Like all good tech companies, Heavy.ai has its idiosyncratic origin story. Its founder Todd Mostak wanted to find a way to analyse large amounts of geospatial data points when, for a University research project, he was researching the use of Twitter during the Arab Spring movement. It also has its list of former names: originally it was formed as MapD, which stood for Massively Parallel Database, then it was known as OmniSci, before setting on its currently vogueish Heavy.ai styling. (Actually it caps it up but that’s more than the TMN style guide can handle for now.)
But the core of what it does hasn’t changed since Mostak’s early work: as he explains it on his LinkedIn profile, he discovered that by utilising the “parallelism of GPUs and CPUs”, he could “query, render, and visualise multi-billion row datasets without needing to downsample, index, or pre-aggregate”.
Mostak says that as he went along, “I soon discovered that my pain point was shared by vast swathes of analysts, data scientists, and data practitioners, who yearned for an agile and effortless way to analyse and visually explore the massive datasets that their organisations were accumulating but could not extract value from. Realising that the problem was bigger than just the difficulties I was encountering in my own research drove me to build a company around the core initial technology.”
That method of sorting through huge datasets has most recently been productised into a solution that Heavy.ai offers to governments, energy companies, utilities and telco operators. The company has also worked in partnership with GPU behemoth Nvidia, which also holds a stake in Heavy.ai, along with a series of other investors that include Google Ventures and Verizon Ventures.
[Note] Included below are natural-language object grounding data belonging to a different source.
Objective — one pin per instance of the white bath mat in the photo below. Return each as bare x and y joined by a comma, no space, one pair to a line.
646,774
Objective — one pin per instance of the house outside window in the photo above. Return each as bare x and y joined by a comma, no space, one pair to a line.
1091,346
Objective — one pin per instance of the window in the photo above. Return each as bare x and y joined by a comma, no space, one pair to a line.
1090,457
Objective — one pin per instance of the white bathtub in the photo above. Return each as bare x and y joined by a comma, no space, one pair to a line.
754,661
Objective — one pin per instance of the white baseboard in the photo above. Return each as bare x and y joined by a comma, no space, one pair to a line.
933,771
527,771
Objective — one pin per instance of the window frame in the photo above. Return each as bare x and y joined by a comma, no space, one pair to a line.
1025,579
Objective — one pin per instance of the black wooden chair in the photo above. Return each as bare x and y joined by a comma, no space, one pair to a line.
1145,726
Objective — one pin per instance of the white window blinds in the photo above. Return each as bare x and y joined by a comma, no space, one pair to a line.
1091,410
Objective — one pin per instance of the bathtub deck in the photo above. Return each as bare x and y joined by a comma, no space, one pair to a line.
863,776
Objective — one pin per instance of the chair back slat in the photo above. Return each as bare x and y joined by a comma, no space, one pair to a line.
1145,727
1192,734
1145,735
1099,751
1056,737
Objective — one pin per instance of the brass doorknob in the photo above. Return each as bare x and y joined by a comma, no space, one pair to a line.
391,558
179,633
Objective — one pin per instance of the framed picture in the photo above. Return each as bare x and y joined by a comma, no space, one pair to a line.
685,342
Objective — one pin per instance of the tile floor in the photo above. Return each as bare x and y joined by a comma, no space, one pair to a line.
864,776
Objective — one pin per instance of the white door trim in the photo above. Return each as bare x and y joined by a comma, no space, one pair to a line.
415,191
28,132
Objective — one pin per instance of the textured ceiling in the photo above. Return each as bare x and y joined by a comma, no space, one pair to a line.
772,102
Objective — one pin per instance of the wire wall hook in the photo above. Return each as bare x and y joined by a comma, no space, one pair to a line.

So what is heavy.ai’s play in the telco, and mobile network operator space, and does what it is doing differ from other big data analytics methods?
Talking to TMN, Jennifer Woodford, VP of Customer Success, said, “What we do is that we allow organisations to analyse and visualise large geospatial datasets from multiple data sources. When we talk about large datasets, we’re talking 10 million and up to billions of rows, working with data at a scale that many of the other existing tools – or general business intelligence and recording tools – aren’t able to handle. That’s size of the data set but also the level of complexity; geospatial data has a lot of complex aspects to it – location, time, etc. What we allow organisations to do is to instantaneously visualise that, and to make decisions for their business.”
“What we allow for is those instantaneous results because it is an interactive tool. So whether you’re a network engineer or you’re an executive, you can play with the data – visualise and create different scenarios – and be able to act on that to make data driven decisions very quickly.”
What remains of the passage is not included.